LaurentMazare · 2023-10-01T06:52:21Z

Well it's actually on purpose that we only have matmul_t, the idea here is the same as what is done in llama.cpp: operations are all carried in f32 except the matmul which are done using the quantized tensors. As the matmul represent > 95% of the computations in transformer architecture, this result in pretty large speedups. Not only using quantized version of other ops wouldn't make things significantly faster, but it would also introduce lots of numerical noise and the output of the model would likely be garbage. The only place where I would see us adding new conv operations is convolutions if one wanted to take an attempt at quantizing stable diffusion like models.

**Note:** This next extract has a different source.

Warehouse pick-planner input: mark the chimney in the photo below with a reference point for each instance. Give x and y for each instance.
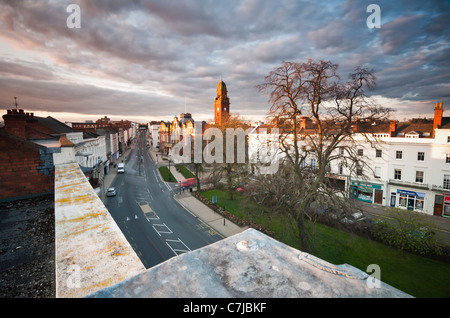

Re quantized tensor usage, we have quite a bunch of examples now, see in the models directory, all the ones that start with quantized_.

Finally for creating the quantized weights we use tensor-tools, e.g. I ran the following command yesterday to generate the quantized weights for mistral. This tool is fairly limited and the current plan is to expose more of this on the Python side so that it's easy to generate quantized weights and models by using Python on top of candle.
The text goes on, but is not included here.